Over the weekend police forces across the UK sent out Twitter messages advising people to get ready for an emergency by preparing a handy bag of essentials that could be grabbed and run off with at the drop of a hat. Police Scotland’s message, which reflected what was put out by other forces, noted that as “emergencies can happen at any time […] it’s recommended to have a #GrabBag ready containing essential items including medication, copies of important documents, food/water, torch, radio and other personal items”. The words were accompanied by a cutesy illustration of a backpack holding, among other “essentials”, a first-aid kit and an unspecified “emergency plan”.
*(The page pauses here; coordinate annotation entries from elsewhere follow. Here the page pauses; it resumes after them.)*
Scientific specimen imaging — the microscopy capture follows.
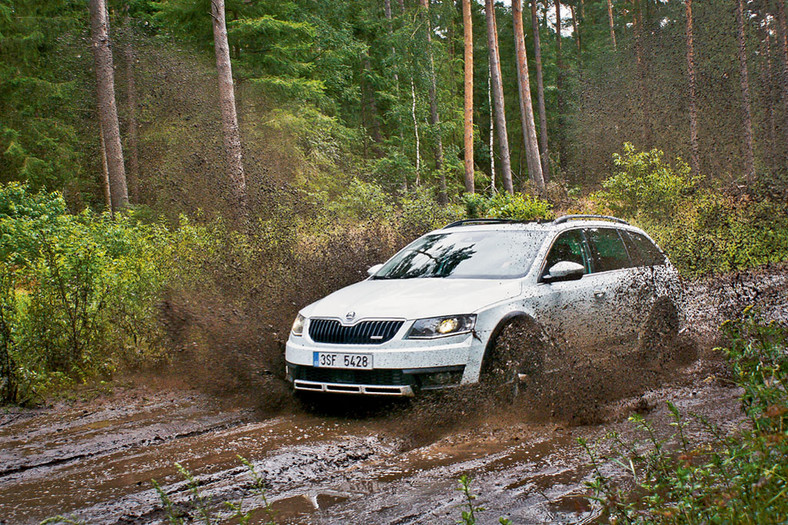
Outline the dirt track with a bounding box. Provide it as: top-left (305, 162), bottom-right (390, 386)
top-left (0, 269), bottom-right (786, 524)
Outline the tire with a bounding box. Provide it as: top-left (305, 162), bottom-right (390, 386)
top-left (639, 297), bottom-right (679, 365)
top-left (482, 317), bottom-right (549, 397)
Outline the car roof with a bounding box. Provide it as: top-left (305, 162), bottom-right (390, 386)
top-left (431, 215), bottom-right (642, 233)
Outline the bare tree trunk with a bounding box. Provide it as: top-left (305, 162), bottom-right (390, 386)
top-left (211, 0), bottom-right (248, 223)
top-left (685, 0), bottom-right (700, 177)
top-left (99, 122), bottom-right (115, 215)
top-left (607, 0), bottom-right (616, 51)
top-left (485, 0), bottom-right (514, 193)
top-left (512, 0), bottom-right (544, 191)
top-left (632, 0), bottom-right (653, 148)
top-left (736, 0), bottom-right (755, 186)
top-left (90, 0), bottom-right (129, 210)
top-left (410, 79), bottom-right (421, 187)
top-left (487, 66), bottom-right (495, 195)
top-left (555, 0), bottom-right (566, 166)
top-left (462, 0), bottom-right (475, 193)
top-left (420, 0), bottom-right (449, 204)
top-left (531, 0), bottom-right (550, 184)
top-left (361, 52), bottom-right (383, 146)
top-left (761, 16), bottom-right (779, 167)
top-left (123, 9), bottom-right (140, 204)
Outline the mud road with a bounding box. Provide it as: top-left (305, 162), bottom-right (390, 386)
top-left (0, 268), bottom-right (788, 524)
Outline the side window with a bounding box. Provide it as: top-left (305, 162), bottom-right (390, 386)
top-left (544, 230), bottom-right (590, 273)
top-left (622, 232), bottom-right (665, 266)
top-left (586, 228), bottom-right (632, 272)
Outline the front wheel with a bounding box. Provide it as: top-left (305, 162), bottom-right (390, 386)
top-left (482, 317), bottom-right (549, 396)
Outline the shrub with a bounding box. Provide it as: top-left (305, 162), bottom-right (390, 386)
top-left (0, 184), bottom-right (168, 401)
top-left (594, 142), bottom-right (700, 219)
top-left (581, 309), bottom-right (788, 523)
top-left (463, 192), bottom-right (553, 221)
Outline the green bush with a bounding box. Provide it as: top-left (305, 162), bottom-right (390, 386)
top-left (581, 309), bottom-right (788, 524)
top-left (592, 142), bottom-right (700, 219)
top-left (591, 144), bottom-right (788, 276)
top-left (462, 192), bottom-right (553, 221)
top-left (0, 184), bottom-right (169, 401)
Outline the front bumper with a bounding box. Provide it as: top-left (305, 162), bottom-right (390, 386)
top-left (287, 363), bottom-right (465, 397)
top-left (285, 334), bottom-right (483, 396)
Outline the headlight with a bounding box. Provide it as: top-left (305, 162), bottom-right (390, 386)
top-left (408, 315), bottom-right (476, 339)
top-left (290, 314), bottom-right (305, 335)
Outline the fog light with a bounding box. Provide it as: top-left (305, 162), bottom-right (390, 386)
top-left (419, 370), bottom-right (462, 390)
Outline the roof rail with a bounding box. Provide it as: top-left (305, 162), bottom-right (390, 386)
top-left (553, 214), bottom-right (629, 225)
top-left (443, 219), bottom-right (521, 230)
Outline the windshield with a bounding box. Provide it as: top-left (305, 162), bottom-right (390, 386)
top-left (373, 230), bottom-right (545, 279)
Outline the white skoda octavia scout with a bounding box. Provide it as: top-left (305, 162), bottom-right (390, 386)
top-left (285, 215), bottom-right (679, 396)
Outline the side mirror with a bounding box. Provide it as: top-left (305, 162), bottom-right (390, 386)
top-left (542, 261), bottom-right (586, 283)
top-left (367, 264), bottom-right (383, 277)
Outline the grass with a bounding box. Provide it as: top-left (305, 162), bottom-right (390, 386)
top-left (580, 309), bottom-right (788, 524)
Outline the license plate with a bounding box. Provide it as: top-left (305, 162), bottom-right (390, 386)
top-left (312, 352), bottom-right (372, 370)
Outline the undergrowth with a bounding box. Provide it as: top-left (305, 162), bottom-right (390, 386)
top-left (580, 309), bottom-right (788, 524)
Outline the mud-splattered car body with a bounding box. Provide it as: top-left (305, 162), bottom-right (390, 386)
top-left (285, 216), bottom-right (679, 396)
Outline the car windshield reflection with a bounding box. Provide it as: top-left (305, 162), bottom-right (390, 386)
top-left (373, 231), bottom-right (545, 279)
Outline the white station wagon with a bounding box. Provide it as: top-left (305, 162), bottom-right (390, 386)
top-left (285, 215), bottom-right (679, 396)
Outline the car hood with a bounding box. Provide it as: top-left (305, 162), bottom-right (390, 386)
top-left (302, 279), bottom-right (521, 320)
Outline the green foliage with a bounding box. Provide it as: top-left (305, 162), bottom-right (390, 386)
top-left (581, 309), bottom-right (788, 524)
top-left (0, 183), bottom-right (169, 401)
top-left (592, 144), bottom-right (788, 275)
top-left (462, 192), bottom-right (553, 221)
top-left (593, 142), bottom-right (700, 219)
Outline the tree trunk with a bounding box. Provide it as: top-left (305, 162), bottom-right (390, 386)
top-left (777, 0), bottom-right (788, 149)
top-left (487, 64), bottom-right (495, 195)
top-left (90, 0), bottom-right (129, 210)
top-left (760, 14), bottom-right (780, 168)
top-left (462, 0), bottom-right (475, 193)
top-left (420, 0), bottom-right (449, 204)
top-left (736, 0), bottom-right (755, 186)
top-left (607, 0), bottom-right (616, 51)
top-left (123, 9), bottom-right (140, 204)
top-left (512, 0), bottom-right (544, 192)
top-left (361, 52), bottom-right (383, 146)
top-left (531, 0), bottom-right (550, 184)
top-left (555, 0), bottom-right (566, 166)
top-left (99, 122), bottom-right (115, 216)
top-left (485, 0), bottom-right (514, 193)
top-left (632, 0), bottom-right (652, 148)
top-left (685, 0), bottom-right (700, 177)
top-left (211, 0), bottom-right (248, 223)
top-left (410, 79), bottom-right (421, 187)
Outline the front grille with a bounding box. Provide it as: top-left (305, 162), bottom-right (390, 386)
top-left (291, 365), bottom-right (412, 386)
top-left (309, 319), bottom-right (404, 345)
So far so, well, strange, until a little while later Sky News’s deputy political editor Sam Coates tweeted about Westminster gossips expecting the Prime Minister to declare a national emergency in a bid to forgo asking Brussels for another Brexit extension. Mild consternation ensued. Whether or not the two things actually became connected is moot, but many assumed the police messages had come from on high and took them to be Brexit-related as a result.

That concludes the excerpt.